Confidence and Prediction Intervals

PrintPrint

Confidence and Prediction Intervals

We've previously seen confidence intervals for the mean and proportion in Lesson 4. We can also construct a confidence interval around our line of best fit; that is, a lower and upper bound within which we have a certain level of confidence (e.g., 95%) that the population mean is contained. Similarly, a prediction interval gives a range that we are confident (to a certain level) contains the prediction at that specific value of x

95% Confidence Interval for a Linear Model: there's a 95% chance that the MEAN response at a specific x lies within this interval.
95% Prediction Interval for a Linear Model: there's a 95% chance that the response VALUE at a specific x lies within this interval.

The video below shows how to calculate both confidence intervals and prediction intervals in Python.

  Watch It: Video -  Prediction Intervals (11:59 minutes)

Prediction Intervals
Click here for a transcript.

Hi, in this video, I'm going to show you how to get confidence and prediction intervals for a linear regression model in Python. So, let's get to it. In order to make this work, the key function we're going to use is get_prediction, and this is coming from the stats models package that we imported in the last video when we wanted to get R-squared. So, the command to do that is, import statsmodels.api as sm. Recall that in the previous video, on the previous page, we ran this code to get this output and stored the fitted model in 'res'. We defined an ordinary least squares, or simple linear regression model, using this line here, and then fit the model to the data here. This is the summary of the output. So, this sort of code needs to be run first in order to make the confidence and prediction intervals using the method I'm going to show you here.
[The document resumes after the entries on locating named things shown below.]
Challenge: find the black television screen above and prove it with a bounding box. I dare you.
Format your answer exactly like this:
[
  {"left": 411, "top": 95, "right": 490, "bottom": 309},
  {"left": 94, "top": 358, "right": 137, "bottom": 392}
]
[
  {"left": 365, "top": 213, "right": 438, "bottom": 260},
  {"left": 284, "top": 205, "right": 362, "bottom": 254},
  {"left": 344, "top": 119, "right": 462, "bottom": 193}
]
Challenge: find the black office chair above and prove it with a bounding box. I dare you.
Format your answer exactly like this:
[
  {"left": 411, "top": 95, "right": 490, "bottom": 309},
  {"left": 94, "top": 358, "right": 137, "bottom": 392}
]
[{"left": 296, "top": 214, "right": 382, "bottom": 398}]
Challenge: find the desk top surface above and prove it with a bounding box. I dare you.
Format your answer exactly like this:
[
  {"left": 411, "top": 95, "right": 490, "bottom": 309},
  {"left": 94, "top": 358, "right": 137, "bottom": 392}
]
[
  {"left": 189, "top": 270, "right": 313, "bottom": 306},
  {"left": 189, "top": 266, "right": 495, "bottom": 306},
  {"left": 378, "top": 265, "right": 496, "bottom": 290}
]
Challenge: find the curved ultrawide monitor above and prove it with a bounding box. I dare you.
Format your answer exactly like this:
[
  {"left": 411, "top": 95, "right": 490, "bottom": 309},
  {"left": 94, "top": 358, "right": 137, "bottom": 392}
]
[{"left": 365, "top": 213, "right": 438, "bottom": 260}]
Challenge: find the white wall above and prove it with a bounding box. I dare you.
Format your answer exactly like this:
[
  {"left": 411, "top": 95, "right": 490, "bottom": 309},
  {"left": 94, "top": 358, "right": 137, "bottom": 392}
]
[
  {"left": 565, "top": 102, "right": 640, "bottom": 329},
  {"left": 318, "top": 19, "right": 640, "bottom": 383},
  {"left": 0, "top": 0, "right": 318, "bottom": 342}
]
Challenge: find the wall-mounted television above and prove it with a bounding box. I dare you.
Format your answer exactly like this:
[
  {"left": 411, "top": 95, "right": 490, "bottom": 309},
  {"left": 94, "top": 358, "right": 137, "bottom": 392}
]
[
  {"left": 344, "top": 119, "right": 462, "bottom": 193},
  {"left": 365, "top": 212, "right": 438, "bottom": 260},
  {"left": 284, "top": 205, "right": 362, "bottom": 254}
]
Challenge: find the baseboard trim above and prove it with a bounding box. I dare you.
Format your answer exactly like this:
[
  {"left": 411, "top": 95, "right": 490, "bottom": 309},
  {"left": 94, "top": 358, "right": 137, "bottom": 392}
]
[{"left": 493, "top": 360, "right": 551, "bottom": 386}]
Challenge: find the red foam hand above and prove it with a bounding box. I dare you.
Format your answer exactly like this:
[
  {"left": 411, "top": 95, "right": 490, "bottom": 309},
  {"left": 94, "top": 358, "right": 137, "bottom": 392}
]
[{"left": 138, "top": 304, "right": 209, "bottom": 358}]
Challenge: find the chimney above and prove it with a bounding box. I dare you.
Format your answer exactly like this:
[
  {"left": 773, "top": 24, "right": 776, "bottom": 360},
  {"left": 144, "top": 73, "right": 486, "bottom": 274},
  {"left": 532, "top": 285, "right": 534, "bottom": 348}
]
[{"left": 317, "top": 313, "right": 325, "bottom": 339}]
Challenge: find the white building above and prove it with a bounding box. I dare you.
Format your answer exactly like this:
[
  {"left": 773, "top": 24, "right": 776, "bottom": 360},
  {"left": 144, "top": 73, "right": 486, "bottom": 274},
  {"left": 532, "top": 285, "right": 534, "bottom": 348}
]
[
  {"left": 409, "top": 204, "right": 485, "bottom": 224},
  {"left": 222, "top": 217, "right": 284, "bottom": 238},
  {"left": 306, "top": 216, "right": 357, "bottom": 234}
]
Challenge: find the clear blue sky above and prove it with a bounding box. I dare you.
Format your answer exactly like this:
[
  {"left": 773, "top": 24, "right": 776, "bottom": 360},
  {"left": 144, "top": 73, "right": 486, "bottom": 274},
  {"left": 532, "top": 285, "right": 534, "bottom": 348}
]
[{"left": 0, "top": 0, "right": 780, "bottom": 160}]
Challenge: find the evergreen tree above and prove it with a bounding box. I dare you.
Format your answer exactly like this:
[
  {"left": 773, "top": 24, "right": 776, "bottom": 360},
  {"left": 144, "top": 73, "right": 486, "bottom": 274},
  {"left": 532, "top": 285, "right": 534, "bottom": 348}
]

So, let's start off with a simple example. If we want to make some predictions, we can then call our object 'res', shorthand for results. 'res', you know, could be anything; this is user-defined. We again define it up in this line in the previous chunk. The key function here is 'res.get_prediction', or just 'prediction', sorry, and the arguments that you give it are the values at which you want to make the prediction. Now, I have to give it two values, let's say one and 625. Now, where I'm getting these values from: one is corresponding to the intercept. So if in this model I am adding a constant here, and thus have this constant line here, I need to give it a one first. This is basically a placeholder for the intercept, and it has to be one. Now, the second value is the value that's going to be substituted for the explanatory variable, in this case, drowning. So, I'm picking 625 arbitrarily because, if you go back up to the data, 625 is, you know, a bit higher than anything else that we've seen in the data. So, I'm saying, okay, let's predict outside of the data here, but really, this could be any value I want.

So then, in our object 'predictions', I'm going to say 'summary_frame', and I'll give it an alpha value. This is my significance level. We'll use our default significance level of 0.05, which would correspond to a 95% confidence interval and a 95% prediction interval. So, let's go ahead and run that. This is the output I get: 'mean'. This value is the prediction of my linear model. So, this is the value that falls on the line of best fit at the drowning value of 625. 'mean_se': this is the standard error about that estimate. Here are my lower and upper bounds of my confidence interval for that mean, for that prediction. And here are my lower and upper bounds for the prediction interval. Note that it doesn't indicate prediction; it says 'observed confidence interval' and 'obs_ci_lower' and 'obs_ci_upper' here. So, it doesn't align very well with the language used in the lesson, but you just have to bear in mind that these last two values are the prediction interval.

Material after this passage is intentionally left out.